Tra i relatori anche Giacomo Giovinazzo, dirigente generale dell’assessorato calabrese dell’Agricoltura. E Giuseppe Liberatore, direttore generale ValorItalia, ente certificatore, a fianco della Doc. “Certificarsi – ha affermato Liberatore – è dare garanzia, è un valore aggiunto da vendere, perché dà certezza ai consumatori”. ValorItalia è il primo ente di certificazione in ambito vitivinicolo con 220 denominazioni, 5.000 tipologie differenti per il 49 % della quota di produzione nazionale (1.562.695.0061 bottiglie certificate). Riguardo alla Doc Cirò su una produzione di 40.065 ettolitri, l’imbottigliato è pari 30.743 bottiglie. Interessante anche l’intervento del presidente di Federdoc Riccardo Ricci Curbastro, che ha tracciato il quadro di sintesi del sistema italiano delle denominazioni: 525 nel paese Italia, 74 Docg, 333 Doc, 118 Igt con un fatturato complessivo di 13 miliardi, 310 mila imprese, 46 mila aziende vinificatrici.

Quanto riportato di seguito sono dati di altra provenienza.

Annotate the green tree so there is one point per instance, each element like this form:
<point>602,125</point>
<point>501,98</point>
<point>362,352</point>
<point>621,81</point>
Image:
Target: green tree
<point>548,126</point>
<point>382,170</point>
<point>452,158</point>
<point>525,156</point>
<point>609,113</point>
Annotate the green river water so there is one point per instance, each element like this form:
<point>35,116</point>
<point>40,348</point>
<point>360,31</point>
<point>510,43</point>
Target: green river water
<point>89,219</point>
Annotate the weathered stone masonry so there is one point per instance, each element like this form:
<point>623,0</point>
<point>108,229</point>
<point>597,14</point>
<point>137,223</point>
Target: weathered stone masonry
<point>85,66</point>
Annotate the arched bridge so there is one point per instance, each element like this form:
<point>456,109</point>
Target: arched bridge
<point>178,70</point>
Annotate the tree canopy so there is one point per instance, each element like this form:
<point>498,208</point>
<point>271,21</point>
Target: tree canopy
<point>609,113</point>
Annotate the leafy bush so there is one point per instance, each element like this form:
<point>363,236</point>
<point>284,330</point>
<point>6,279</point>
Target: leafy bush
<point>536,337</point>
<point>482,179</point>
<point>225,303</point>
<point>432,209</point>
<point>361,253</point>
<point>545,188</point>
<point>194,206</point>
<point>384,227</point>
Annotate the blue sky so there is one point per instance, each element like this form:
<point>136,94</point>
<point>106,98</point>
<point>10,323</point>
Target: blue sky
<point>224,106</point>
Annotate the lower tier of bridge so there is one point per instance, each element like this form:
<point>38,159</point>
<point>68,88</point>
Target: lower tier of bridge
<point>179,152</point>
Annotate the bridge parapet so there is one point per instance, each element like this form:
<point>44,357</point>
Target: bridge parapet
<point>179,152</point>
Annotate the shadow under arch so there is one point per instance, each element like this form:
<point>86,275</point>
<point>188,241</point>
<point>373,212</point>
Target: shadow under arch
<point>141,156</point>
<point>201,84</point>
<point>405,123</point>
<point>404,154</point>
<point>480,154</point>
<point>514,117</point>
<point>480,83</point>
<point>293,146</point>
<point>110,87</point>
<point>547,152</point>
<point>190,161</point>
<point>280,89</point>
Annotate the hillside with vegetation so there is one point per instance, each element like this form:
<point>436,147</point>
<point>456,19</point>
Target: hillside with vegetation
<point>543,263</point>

“Bisogna cambiare la visione che si ha della denominazione – ha commentato durante il suo intervento – Non basta avere un buon vino, un buon disciplinare e fare promozione. Siamo obbligati a dimostrare ai consumatori che viviamo in un bel posto, ma non basta ancora. Occorre verificare l’attenzione ad un aspetto dimenticato: la sostenibilità non solo ambientale ma umana. Ci chiediamo: le aziende pagano correttamente i dipendenti? La qualità del vino passa anche dall’aspetto sociale. E importante è la protezione internazionale delle nostre denominazioni. Un nostro grande compito infino sarà quello di fare sintesi. Lo spunto di riflessione serva anche alla Doc Cirò e alle piccole Doc limitrofe, unificare semplifica e aiuta. Le bottiglie prodotte a Doc Melissa sono 132.533, forse ha un senso fare una sintesi e volgere verso una sola denominazione”.
(Francesco Liantonio)
In chiusura, l’intervento del presidente di ValorItalia Francesco Liantonio: “La forza del sud è creare relazioni. Qui ognuno di voi ha una parcella di territorio da tutelare. E per questo è fondamentale il ruolo del consorzio di tutela, responsabile primario. Questi 50 anni siano un punto di partenza. La presenza di molti di noi qui oggi significa che siete una particella importantissima del made in Italy – ha affermato rivolgendosi ai produttori -. Il sud oggi non è più cenerentola, ma riflette un nuovo risorgimento. Non bisogna avere paura del controllo, non consideratelo un costo ma un investimento, serve a valorizzare e tutelare il vostro patrimonio collettivo. Va bene unificare e fare sintesi e vi invito a riflettere su una cosa: se facciamo la Docg per 1.000 bottiglie da immettere sul mercato meglio non farlo. Per valorizzare le doc, si può anche fascettare. Pensate seriamente ad una riorganizzazione territoriale. Sedetevi al tavolo e rappresentate un territorio più vasto. Ricordiamo infine gli standard del futuro, la sostenibilità non solo ambientale ma soprattutto sociale”.